Rosacea is an acne-like condition that occurs on the face, especially the nose, cheeks, chin, and central forehead. It often starts with redness and flushing. Sometimes, these are the only signs a patient may exhibit. However, red bumps (papules), whitish bumps (pustules), and dilated blood vessels (telangiectasias) often also develop. Eyelids will frequently be involved with redness, scaling, and crusting. More rarely, deep bumps can develop in the same areas.
Rosacea is more common in women than men. It occurs commonly in patients in their 20's and 30's and peaks during ages 40-60. It rarely occurs in dark-skinned individuals.
The exact cause of rosacea is unknown. Many theories have been hypothesized including stress, heredity, and gastrointestinal disease, but none of these have been proven. Stress does exacerbate rosacea but is probably not a primary cause. Sunlight, hot (temperature) foods and drinks, alcoholic beverages, and spicy foods are known as tripwires because they may aggravate redness and flushing.
Treatment options include the following:
Topical antibiotics are often prescribed. Erythromycin, clindamycin, and metronidazoles are the ones typically used to treat rosacea. Topical Azelaic acid cream is a new fungal medication used to clear up redness and bumps. Topical antifungal creams will sometimes work in stubborn cases. Occasionally, topical steroid creams can help to cut down the redness and inflammation. Sunscreens are a must because of the role sun often plays in exacerbating rosacea.

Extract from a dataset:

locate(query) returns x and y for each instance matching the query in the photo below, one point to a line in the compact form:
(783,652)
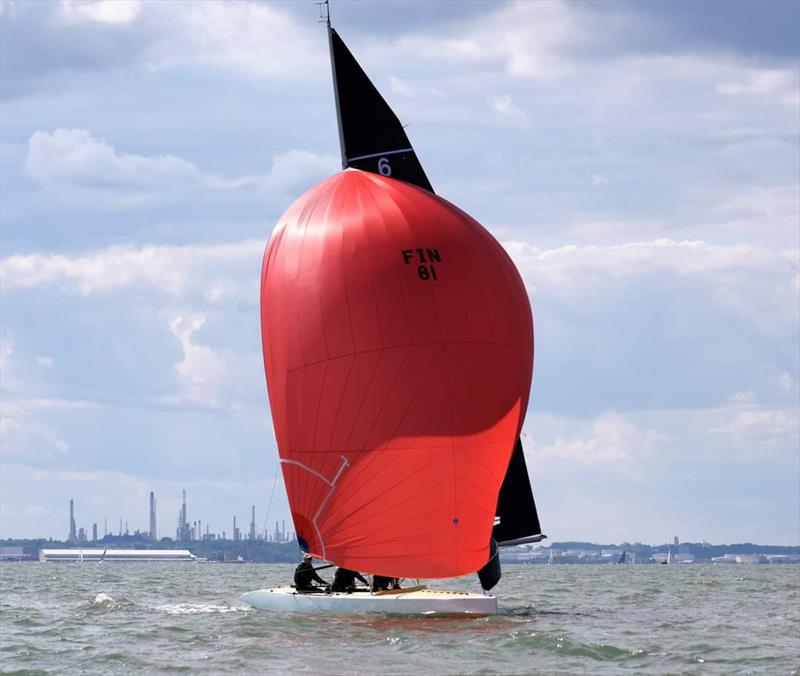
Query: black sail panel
(371,137)
(516,509)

Oral antibiotics usually work great in rosacea. Tetracyclines (tetracycline, doxycycline, minocycline) typically work best and are usually the first choice. Sometimes, other antibiotics are prescribed. Severe cases may require a more powerful medication called isotretinoin.
Dilated blood vessels and diffuse redness can be treated nicely with electrocautery, Diode laser, IPL light treatment or V-beam laser therapy. Usually insurance companies do not cover this treatment.